The question should be trivial, but I still can't get my head around it:
Question. Suppose we have an object $y$ belonging to the type $T$ (e.g $y$ may be an integer, matrix, set etc). Now suppose we define $x := y$. Is it true for arbitrary property $P$, $P(x)$ is true if and only if $P(y)$ is true?
In an attempt to further clarify my question, let me give more concrete example (definitions below are taken from the Terence Tao's Real Analysis book):
Definition 1 (Integer). We define integer to be an expression of the form $a $$−−$$b$ , where $a,b$ are natural numbers. Furthermore, integers $a$$−−$$b$ and $c$$−−$$d$ are equal, if and only if $a+d = c + b$.

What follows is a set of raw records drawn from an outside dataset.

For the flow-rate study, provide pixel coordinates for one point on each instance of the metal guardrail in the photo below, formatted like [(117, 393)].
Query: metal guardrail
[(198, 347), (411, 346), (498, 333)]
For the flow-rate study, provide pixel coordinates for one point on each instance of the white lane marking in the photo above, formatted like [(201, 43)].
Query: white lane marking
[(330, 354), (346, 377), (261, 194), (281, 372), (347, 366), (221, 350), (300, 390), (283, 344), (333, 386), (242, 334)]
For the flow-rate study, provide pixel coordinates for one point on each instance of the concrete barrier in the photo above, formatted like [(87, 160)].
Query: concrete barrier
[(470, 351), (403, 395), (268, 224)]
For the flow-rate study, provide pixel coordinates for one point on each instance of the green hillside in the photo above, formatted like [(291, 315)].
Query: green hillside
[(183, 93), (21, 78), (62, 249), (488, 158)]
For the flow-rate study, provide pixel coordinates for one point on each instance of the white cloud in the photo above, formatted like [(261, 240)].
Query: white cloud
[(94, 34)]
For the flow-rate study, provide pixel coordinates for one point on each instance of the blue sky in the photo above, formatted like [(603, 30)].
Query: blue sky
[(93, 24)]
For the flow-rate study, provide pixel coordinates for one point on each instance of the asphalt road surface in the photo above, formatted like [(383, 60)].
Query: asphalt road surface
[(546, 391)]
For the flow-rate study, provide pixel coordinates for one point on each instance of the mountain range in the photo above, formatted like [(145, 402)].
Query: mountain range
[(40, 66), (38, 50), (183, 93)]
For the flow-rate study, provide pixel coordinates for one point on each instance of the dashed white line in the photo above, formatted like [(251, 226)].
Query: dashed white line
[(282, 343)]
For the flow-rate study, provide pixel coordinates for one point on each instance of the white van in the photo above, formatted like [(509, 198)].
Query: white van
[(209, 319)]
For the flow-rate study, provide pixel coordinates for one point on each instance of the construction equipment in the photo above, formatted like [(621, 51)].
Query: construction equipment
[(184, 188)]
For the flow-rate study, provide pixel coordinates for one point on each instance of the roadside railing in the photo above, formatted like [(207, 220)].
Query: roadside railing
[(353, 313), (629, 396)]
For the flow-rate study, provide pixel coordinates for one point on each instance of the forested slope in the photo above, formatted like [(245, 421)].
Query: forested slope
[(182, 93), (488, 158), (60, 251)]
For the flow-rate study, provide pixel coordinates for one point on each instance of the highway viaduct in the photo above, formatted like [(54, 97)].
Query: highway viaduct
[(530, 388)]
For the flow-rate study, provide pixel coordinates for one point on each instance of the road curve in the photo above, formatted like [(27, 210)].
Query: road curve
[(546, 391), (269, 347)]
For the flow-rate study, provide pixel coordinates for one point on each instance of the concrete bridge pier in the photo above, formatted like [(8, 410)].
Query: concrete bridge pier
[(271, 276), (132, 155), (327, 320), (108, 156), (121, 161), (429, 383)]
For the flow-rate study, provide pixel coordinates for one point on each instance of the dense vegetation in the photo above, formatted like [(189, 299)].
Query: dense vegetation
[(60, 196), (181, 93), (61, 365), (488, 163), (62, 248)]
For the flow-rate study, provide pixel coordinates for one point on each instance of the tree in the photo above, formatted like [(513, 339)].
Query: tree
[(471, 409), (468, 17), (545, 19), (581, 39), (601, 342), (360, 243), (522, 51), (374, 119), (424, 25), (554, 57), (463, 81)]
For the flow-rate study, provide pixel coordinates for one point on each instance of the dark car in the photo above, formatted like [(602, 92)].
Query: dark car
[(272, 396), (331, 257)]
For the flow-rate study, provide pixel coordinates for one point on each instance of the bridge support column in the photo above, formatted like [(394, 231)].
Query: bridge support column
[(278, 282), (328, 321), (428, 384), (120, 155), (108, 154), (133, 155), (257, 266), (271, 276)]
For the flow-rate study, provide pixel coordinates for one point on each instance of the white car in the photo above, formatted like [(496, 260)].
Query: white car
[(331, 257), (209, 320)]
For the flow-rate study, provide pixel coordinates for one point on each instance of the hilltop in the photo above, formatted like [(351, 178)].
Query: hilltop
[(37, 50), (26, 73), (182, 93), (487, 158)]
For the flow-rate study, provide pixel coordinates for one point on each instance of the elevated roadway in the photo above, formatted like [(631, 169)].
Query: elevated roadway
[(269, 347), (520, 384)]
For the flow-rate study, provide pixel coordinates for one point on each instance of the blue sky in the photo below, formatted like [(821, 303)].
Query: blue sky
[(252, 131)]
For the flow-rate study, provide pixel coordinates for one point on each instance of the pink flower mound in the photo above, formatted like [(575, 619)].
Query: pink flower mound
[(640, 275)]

Now suppose that without verifying whether the substitution axiom holds for the aforementioned definition of equality, we proceed by defining a sum of integers:
Definition 2 (Sum of integers). For arbitrary integers $a$$−−$$b$ and $c$$−−$$d$, we define the sum of an integers as $(a$$−−$$b)+(c$$−−$$d) := (a+c) $$−−$$ (b+d)$
Based on the definitions above, can I safely assume that:
$(a$$−−$$b)+(c$$−−$$d)$ is an integer
$P\bigr((a$$−−$$b)+(c$$−−$$d)\bigl) = P\bigr((a+c) $$−−$$(b+d)\bigl) $ for all functions and operations $P$
?
In other words, for arbitrary mathematical statement or expression, can I substitute $(a+c) $$−−$$ (b+d)$ for $(a$$−−$$b)+(c$$−−$$d)$ (and vice versa) without either changing the truth value or the meaning?